Dozens of Telescopes Across Two Continents Try To Catch Glimpse of Kuiper Belt Object
By NASA // June 16, 2017
most challenging observayion campaign ever
ABOVE VIDEO: NASA’s New Horizons mission is just two years away from its next target, a small Kuiper Belt object that orbits nearly a billion miles beyond Pluto.
(NASA) – It was the most technically-challenging and complex stellar occultation observation campaign ever attempted: At least 54 observing teams with dozens of telescopes dispatched across two continents, positioned to catch a rare, two-second glimpse of a small, distant Kuiper Belt object passing in front of a star.
And it wasn’t just any KBO — it was the next flyby target of NASA’s New Horizons mission.
Overnight on June 2-3, about two-dozen members of the New Horizons team and other observers in Argentina and South Africa were hoping to capture the fleeting starlit shadow of 2014 MU69, which the New Horizons spacecraft will explore in a flyby on New Year’s Day 2019.

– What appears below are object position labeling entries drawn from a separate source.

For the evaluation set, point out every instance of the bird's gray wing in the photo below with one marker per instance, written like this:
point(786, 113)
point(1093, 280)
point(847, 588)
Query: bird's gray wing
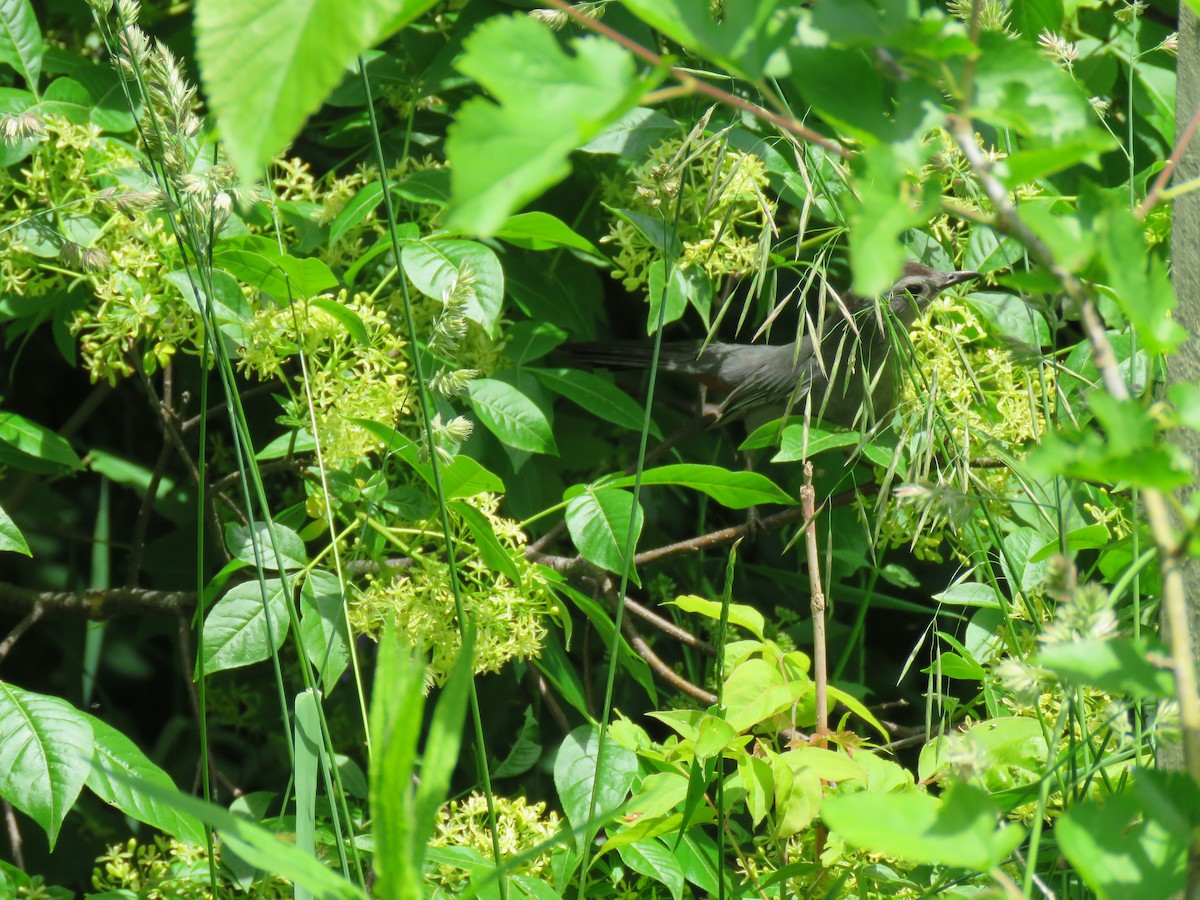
point(773, 378)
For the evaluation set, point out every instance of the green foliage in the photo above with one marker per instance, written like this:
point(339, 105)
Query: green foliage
point(431, 234)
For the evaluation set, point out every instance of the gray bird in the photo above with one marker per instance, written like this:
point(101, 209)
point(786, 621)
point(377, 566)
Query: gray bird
point(850, 382)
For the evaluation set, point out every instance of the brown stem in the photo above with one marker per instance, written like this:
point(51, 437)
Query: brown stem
point(1169, 168)
point(1157, 511)
point(689, 81)
point(817, 601)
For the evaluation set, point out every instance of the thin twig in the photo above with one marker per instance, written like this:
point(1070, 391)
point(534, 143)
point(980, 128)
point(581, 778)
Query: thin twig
point(1165, 174)
point(1157, 511)
point(817, 601)
point(689, 81)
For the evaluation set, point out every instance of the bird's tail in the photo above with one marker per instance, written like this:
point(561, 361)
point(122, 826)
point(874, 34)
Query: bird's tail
point(635, 354)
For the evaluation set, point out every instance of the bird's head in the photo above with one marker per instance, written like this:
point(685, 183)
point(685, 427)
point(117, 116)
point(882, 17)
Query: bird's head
point(917, 288)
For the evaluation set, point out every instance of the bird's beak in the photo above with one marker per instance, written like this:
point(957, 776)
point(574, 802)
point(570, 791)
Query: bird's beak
point(959, 277)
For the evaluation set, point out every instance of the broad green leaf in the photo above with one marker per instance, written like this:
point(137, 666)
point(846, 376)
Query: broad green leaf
point(755, 691)
point(1140, 283)
point(238, 631)
point(889, 204)
point(600, 397)
point(742, 39)
point(294, 52)
point(251, 843)
point(541, 231)
point(598, 521)
point(21, 40)
point(493, 553)
point(576, 772)
point(46, 747)
point(511, 417)
point(306, 276)
point(28, 445)
point(11, 539)
point(959, 829)
point(117, 753)
point(1119, 665)
point(736, 490)
point(355, 210)
point(970, 593)
point(634, 133)
point(651, 858)
point(436, 268)
point(1092, 537)
point(253, 545)
point(803, 443)
point(844, 85)
point(1134, 844)
point(323, 630)
point(547, 103)
point(346, 316)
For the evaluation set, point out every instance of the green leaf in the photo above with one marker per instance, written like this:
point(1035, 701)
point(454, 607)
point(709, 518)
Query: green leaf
point(1139, 281)
point(252, 844)
point(46, 745)
point(21, 40)
point(755, 691)
point(1135, 843)
point(504, 154)
point(970, 593)
point(651, 858)
point(346, 316)
point(117, 753)
point(493, 553)
point(1015, 87)
point(323, 628)
point(238, 631)
point(959, 829)
point(598, 521)
point(736, 490)
point(594, 394)
point(435, 267)
point(511, 417)
point(576, 772)
point(253, 545)
point(397, 700)
point(306, 276)
point(886, 210)
point(541, 231)
point(11, 539)
point(743, 39)
point(1032, 17)
point(294, 52)
point(28, 445)
point(1119, 665)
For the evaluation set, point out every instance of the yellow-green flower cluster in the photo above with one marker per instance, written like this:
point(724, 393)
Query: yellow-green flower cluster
point(520, 827)
point(509, 617)
point(712, 196)
point(169, 869)
point(343, 378)
point(954, 361)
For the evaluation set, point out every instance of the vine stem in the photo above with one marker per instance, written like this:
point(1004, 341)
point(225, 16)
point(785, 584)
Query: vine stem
point(817, 601)
point(1153, 501)
point(700, 87)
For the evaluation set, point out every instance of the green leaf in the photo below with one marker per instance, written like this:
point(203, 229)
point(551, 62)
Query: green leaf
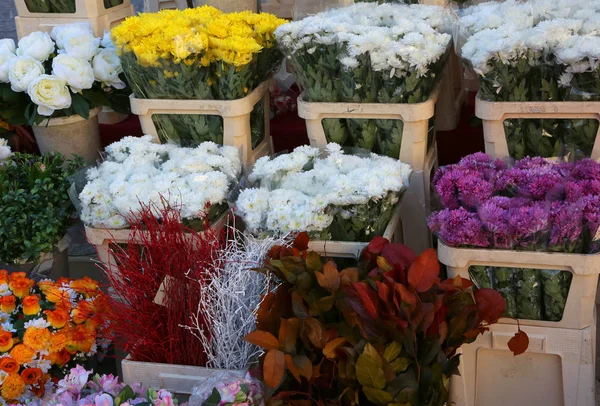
point(369, 373)
point(379, 397)
point(392, 351)
point(400, 364)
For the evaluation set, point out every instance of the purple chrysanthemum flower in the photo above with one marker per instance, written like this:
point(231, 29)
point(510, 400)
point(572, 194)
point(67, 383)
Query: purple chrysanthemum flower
point(448, 186)
point(543, 183)
point(586, 169)
point(591, 222)
point(459, 228)
point(567, 226)
point(473, 191)
point(483, 164)
point(494, 217)
point(529, 224)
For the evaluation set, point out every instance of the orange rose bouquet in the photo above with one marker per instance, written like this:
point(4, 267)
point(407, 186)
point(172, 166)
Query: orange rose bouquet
point(46, 328)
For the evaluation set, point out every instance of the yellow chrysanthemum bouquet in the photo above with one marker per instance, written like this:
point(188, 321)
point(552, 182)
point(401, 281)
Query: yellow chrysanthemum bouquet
point(198, 53)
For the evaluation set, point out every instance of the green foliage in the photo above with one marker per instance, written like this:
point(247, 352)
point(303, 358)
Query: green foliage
point(34, 206)
point(384, 334)
point(538, 81)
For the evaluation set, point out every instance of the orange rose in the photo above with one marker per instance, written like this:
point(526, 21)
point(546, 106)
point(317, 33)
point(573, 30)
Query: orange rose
point(20, 287)
point(3, 276)
point(80, 339)
point(37, 339)
point(58, 341)
point(57, 318)
point(83, 312)
point(44, 285)
point(22, 354)
point(8, 304)
point(17, 275)
point(31, 376)
point(59, 358)
point(31, 305)
point(7, 364)
point(60, 298)
point(63, 281)
point(6, 341)
point(12, 387)
point(86, 286)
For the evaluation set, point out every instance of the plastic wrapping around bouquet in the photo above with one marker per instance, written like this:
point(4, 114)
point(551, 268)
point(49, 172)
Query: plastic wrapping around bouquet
point(347, 249)
point(154, 6)
point(415, 116)
point(178, 379)
point(281, 8)
point(493, 115)
point(558, 369)
point(103, 238)
point(452, 95)
point(235, 113)
point(83, 9)
point(106, 22)
point(579, 311)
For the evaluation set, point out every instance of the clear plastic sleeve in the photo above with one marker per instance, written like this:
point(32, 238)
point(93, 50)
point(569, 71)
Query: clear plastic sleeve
point(505, 283)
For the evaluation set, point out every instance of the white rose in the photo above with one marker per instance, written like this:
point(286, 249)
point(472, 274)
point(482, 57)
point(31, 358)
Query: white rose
point(50, 94)
point(6, 59)
point(23, 70)
point(81, 45)
point(58, 33)
point(78, 73)
point(7, 44)
point(38, 45)
point(107, 67)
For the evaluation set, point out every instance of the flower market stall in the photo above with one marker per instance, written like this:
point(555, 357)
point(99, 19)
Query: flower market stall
point(351, 271)
point(535, 52)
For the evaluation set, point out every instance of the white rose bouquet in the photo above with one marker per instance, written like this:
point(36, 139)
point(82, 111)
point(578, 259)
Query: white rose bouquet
point(67, 72)
point(196, 181)
point(389, 53)
point(340, 197)
point(541, 50)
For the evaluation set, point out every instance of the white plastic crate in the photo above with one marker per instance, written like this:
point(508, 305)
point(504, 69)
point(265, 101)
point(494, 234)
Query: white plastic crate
point(235, 114)
point(415, 116)
point(452, 95)
point(106, 22)
point(83, 9)
point(102, 239)
point(580, 306)
point(493, 115)
point(178, 379)
point(558, 369)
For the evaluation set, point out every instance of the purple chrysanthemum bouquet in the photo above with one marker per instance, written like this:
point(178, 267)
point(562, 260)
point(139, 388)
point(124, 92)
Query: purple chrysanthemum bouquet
point(533, 205)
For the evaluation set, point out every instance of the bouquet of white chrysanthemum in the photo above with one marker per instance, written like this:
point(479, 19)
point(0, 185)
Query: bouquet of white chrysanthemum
point(541, 50)
point(368, 54)
point(196, 181)
point(341, 197)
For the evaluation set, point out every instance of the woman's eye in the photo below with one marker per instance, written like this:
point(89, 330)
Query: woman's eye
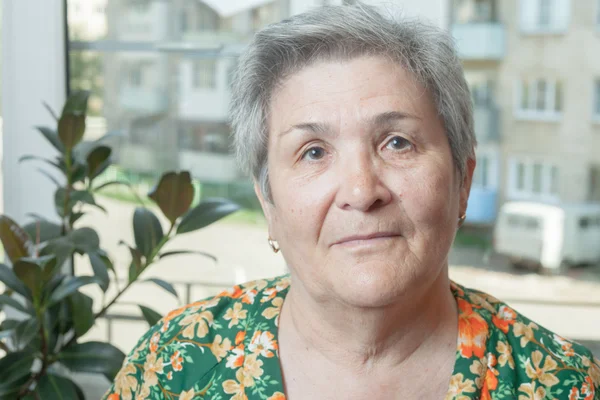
point(398, 143)
point(314, 153)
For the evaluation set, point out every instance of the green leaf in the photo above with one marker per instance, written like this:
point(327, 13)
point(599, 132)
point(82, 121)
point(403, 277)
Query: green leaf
point(69, 285)
point(50, 111)
point(180, 252)
point(9, 301)
point(8, 277)
point(62, 248)
point(77, 102)
point(151, 316)
point(71, 129)
point(82, 312)
point(135, 268)
point(52, 137)
point(85, 239)
point(47, 230)
point(147, 230)
point(25, 331)
point(54, 387)
point(174, 194)
point(206, 213)
point(13, 368)
point(100, 265)
point(15, 240)
point(79, 172)
point(30, 274)
point(98, 160)
point(165, 285)
point(94, 357)
point(74, 217)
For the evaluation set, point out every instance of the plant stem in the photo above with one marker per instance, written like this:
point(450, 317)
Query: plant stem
point(36, 377)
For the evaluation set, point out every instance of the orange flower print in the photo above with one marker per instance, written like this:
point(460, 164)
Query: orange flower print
point(490, 382)
point(525, 332)
point(504, 318)
point(543, 374)
point(268, 294)
point(239, 337)
point(531, 393)
point(505, 351)
point(236, 389)
point(236, 358)
point(263, 343)
point(125, 382)
point(235, 314)
point(187, 395)
point(177, 361)
point(273, 312)
point(152, 367)
point(220, 347)
point(154, 342)
point(249, 296)
point(196, 324)
point(587, 389)
point(472, 330)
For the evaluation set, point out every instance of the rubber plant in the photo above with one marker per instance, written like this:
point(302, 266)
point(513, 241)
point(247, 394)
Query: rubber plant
point(45, 314)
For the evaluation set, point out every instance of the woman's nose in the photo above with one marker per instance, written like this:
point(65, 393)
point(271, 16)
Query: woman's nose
point(361, 186)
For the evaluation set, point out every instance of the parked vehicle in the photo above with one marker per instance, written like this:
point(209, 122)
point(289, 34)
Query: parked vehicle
point(548, 236)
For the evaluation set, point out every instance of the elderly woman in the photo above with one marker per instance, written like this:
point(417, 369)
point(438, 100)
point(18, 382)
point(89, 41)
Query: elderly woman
point(358, 132)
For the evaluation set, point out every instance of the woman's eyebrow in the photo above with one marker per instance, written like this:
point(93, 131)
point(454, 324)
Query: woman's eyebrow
point(325, 129)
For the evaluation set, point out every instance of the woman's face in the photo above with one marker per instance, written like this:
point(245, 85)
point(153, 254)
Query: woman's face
point(366, 197)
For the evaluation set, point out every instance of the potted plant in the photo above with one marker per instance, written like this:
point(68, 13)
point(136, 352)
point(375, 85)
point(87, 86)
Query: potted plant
point(46, 314)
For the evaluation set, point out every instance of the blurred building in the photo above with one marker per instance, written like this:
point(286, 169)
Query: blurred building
point(532, 67)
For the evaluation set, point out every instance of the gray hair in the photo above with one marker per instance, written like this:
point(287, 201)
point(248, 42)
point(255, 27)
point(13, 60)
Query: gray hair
point(345, 33)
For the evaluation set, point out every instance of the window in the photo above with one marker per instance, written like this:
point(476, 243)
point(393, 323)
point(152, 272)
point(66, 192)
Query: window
point(544, 16)
point(540, 98)
point(597, 99)
point(204, 74)
point(594, 183)
point(535, 180)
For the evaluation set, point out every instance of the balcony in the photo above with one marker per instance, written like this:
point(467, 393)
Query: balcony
point(487, 120)
point(480, 40)
point(143, 100)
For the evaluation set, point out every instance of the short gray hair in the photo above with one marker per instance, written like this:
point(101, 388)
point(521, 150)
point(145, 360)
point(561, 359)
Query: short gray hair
point(345, 33)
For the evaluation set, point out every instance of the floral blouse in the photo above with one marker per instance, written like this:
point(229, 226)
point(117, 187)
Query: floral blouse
point(226, 348)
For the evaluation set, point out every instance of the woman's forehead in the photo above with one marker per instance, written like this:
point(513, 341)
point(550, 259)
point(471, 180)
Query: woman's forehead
point(355, 90)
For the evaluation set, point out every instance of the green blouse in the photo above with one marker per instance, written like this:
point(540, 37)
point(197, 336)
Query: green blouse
point(226, 348)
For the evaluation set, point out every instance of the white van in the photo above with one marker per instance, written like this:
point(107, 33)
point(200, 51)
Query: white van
point(546, 235)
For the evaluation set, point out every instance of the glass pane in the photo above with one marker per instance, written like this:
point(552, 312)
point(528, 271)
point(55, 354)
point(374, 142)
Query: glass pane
point(520, 176)
point(558, 96)
point(541, 95)
point(525, 95)
point(159, 81)
point(554, 180)
point(537, 178)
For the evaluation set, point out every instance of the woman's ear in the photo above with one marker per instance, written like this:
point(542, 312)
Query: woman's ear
point(465, 188)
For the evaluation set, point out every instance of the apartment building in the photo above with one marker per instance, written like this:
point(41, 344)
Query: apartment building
point(551, 94)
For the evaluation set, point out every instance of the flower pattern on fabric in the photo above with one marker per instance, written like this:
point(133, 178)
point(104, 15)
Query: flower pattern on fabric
point(226, 347)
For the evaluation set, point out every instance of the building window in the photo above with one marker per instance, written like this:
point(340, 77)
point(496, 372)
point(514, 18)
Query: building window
point(597, 99)
point(534, 180)
point(540, 98)
point(544, 16)
point(205, 74)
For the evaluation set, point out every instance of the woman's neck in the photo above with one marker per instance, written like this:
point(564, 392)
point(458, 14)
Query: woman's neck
point(368, 339)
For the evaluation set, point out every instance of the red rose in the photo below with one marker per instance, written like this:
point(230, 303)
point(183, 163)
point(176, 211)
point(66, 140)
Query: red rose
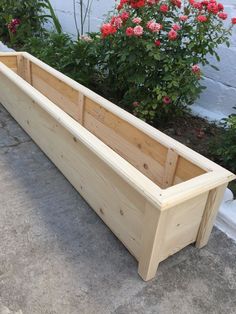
point(202, 18)
point(135, 4)
point(183, 18)
point(166, 100)
point(223, 15)
point(198, 5)
point(124, 15)
point(196, 69)
point(129, 31)
point(213, 8)
point(164, 8)
point(220, 7)
point(172, 35)
point(176, 27)
point(107, 29)
point(177, 3)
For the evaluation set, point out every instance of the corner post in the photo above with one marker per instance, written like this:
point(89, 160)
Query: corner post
point(154, 226)
point(213, 203)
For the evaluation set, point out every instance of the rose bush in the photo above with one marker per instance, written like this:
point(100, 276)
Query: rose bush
point(152, 52)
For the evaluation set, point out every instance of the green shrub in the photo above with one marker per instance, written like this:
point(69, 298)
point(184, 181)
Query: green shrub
point(77, 59)
point(23, 19)
point(151, 51)
point(30, 15)
point(223, 148)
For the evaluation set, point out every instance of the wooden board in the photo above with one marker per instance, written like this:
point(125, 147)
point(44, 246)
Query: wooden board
point(155, 194)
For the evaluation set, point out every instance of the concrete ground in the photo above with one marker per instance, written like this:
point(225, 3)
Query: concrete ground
point(56, 255)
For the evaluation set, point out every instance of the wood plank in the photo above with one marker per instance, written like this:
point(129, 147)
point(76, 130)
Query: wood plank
point(59, 98)
point(170, 168)
point(81, 100)
point(127, 131)
point(183, 224)
point(114, 199)
point(154, 230)
point(20, 66)
point(144, 163)
point(9, 61)
point(186, 170)
point(56, 84)
point(214, 200)
point(148, 130)
point(27, 71)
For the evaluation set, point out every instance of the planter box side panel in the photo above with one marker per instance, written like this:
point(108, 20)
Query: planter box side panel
point(183, 224)
point(143, 152)
point(10, 62)
point(114, 200)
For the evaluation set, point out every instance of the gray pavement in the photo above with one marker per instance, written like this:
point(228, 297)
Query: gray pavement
point(56, 255)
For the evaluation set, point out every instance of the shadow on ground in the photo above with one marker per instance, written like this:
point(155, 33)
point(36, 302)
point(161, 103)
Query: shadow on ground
point(56, 255)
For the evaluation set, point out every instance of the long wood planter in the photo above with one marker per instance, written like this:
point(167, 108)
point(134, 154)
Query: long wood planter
point(154, 193)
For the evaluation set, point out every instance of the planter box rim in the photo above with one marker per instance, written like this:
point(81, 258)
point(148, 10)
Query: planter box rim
point(162, 198)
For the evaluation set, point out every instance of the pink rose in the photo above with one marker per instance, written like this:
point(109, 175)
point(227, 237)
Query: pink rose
point(220, 7)
point(153, 26)
point(176, 27)
point(138, 30)
point(202, 18)
point(124, 15)
point(172, 35)
point(129, 31)
point(135, 104)
point(213, 8)
point(137, 20)
point(223, 15)
point(151, 2)
point(166, 100)
point(196, 68)
point(183, 18)
point(164, 8)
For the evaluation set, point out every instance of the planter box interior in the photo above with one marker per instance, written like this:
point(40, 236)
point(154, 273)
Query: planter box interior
point(154, 193)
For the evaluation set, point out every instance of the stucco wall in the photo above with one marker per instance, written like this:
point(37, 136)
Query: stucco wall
point(218, 99)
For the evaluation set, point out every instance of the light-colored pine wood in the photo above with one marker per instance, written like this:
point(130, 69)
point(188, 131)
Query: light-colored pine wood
point(170, 168)
point(81, 109)
point(27, 71)
point(183, 224)
point(10, 61)
point(20, 66)
point(154, 231)
point(213, 203)
point(151, 191)
point(130, 152)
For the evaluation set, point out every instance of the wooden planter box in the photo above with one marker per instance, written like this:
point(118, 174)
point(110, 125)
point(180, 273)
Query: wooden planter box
point(154, 193)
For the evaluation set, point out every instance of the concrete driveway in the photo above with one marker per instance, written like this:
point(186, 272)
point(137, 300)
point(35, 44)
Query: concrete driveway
point(56, 255)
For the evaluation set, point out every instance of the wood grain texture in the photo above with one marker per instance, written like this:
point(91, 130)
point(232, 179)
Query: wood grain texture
point(153, 234)
point(150, 190)
point(213, 203)
point(114, 200)
point(170, 168)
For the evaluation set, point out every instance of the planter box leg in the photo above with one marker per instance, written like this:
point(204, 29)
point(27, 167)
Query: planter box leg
point(213, 203)
point(152, 240)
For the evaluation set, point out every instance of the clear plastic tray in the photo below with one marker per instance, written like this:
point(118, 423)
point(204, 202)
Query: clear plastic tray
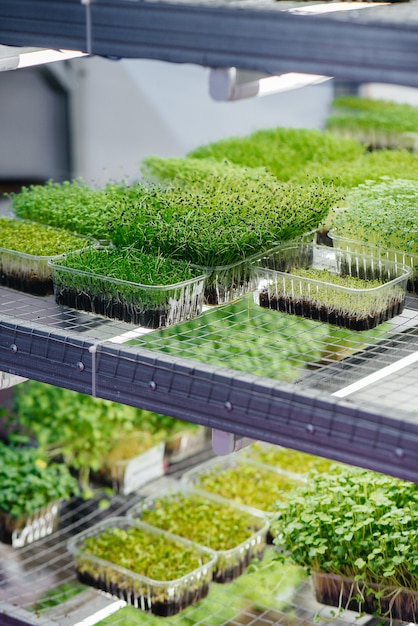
point(160, 597)
point(395, 256)
point(151, 306)
point(231, 562)
point(352, 308)
point(226, 283)
point(22, 531)
point(261, 486)
point(28, 272)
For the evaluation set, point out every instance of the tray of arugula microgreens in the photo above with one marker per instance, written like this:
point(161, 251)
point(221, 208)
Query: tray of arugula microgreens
point(236, 535)
point(151, 569)
point(25, 249)
point(332, 285)
point(129, 284)
point(217, 216)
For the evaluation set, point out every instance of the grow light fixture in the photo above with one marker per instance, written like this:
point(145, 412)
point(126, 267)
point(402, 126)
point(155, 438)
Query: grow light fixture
point(13, 57)
point(231, 83)
point(225, 443)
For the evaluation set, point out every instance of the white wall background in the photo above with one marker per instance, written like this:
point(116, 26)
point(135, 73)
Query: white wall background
point(126, 110)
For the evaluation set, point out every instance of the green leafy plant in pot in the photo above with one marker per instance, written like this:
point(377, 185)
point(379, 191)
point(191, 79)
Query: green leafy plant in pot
point(30, 494)
point(355, 531)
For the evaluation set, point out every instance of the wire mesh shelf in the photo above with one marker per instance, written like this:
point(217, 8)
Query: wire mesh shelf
point(39, 583)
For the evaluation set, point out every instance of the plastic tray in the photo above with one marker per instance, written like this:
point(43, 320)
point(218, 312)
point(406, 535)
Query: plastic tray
point(22, 531)
point(226, 283)
point(264, 485)
point(28, 272)
point(152, 306)
point(395, 256)
point(160, 597)
point(231, 562)
point(353, 308)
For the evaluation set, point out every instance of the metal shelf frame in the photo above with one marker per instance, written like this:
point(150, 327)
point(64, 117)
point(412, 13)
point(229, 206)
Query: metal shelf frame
point(90, 359)
point(365, 44)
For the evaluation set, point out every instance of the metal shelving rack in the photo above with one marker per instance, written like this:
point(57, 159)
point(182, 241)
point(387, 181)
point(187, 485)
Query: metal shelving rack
point(356, 406)
point(373, 42)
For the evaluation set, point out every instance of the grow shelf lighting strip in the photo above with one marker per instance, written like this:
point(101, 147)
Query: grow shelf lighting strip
point(377, 376)
point(333, 7)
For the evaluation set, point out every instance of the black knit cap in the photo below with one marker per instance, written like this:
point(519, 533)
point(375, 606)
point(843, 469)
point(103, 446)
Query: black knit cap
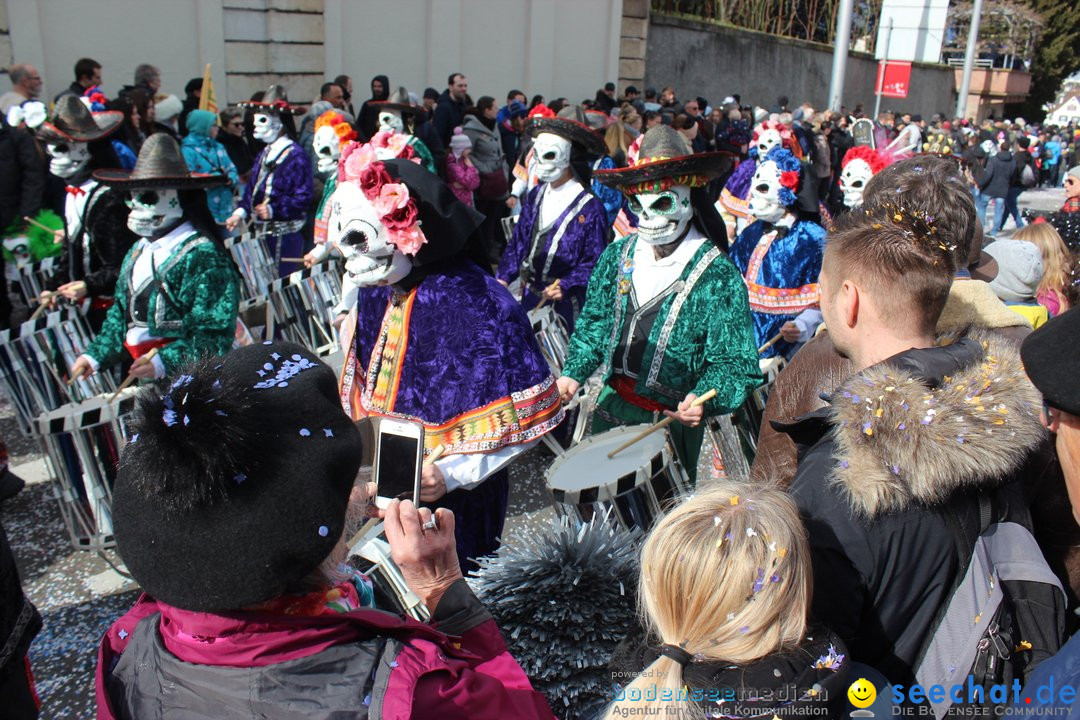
point(1049, 356)
point(237, 480)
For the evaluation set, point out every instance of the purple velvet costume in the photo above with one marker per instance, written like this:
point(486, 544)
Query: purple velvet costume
point(585, 235)
point(287, 186)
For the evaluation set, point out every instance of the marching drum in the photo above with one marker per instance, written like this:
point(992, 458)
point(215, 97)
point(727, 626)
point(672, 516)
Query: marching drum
point(637, 484)
point(83, 442)
point(35, 360)
point(300, 307)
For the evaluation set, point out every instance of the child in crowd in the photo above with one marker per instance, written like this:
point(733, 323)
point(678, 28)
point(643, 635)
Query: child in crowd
point(726, 582)
point(461, 175)
point(1020, 272)
point(1058, 267)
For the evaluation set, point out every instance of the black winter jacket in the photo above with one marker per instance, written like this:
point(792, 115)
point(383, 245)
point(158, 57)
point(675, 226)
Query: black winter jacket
point(900, 446)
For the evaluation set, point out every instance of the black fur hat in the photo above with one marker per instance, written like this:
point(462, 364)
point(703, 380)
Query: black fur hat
point(237, 479)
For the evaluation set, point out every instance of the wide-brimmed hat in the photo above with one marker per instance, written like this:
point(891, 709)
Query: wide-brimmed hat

“The stars aligned for this observing campaign, which was implemented expertly by the team,” said New Horizons Program Executive Adriana Ocampo at NASA Headquarters in Washington, D.C.
“It’s amazing how classical astronomy – from small telescopes to some of the most advanced observatories on Earth — is helping New Horizons plan its next flyby, and it shows how truly global space exploration is.”
All 54 telescope teams collected data, reported mission Principal Investigator Alan Stern, adding that team scientists started digging into that data when they returned home last week.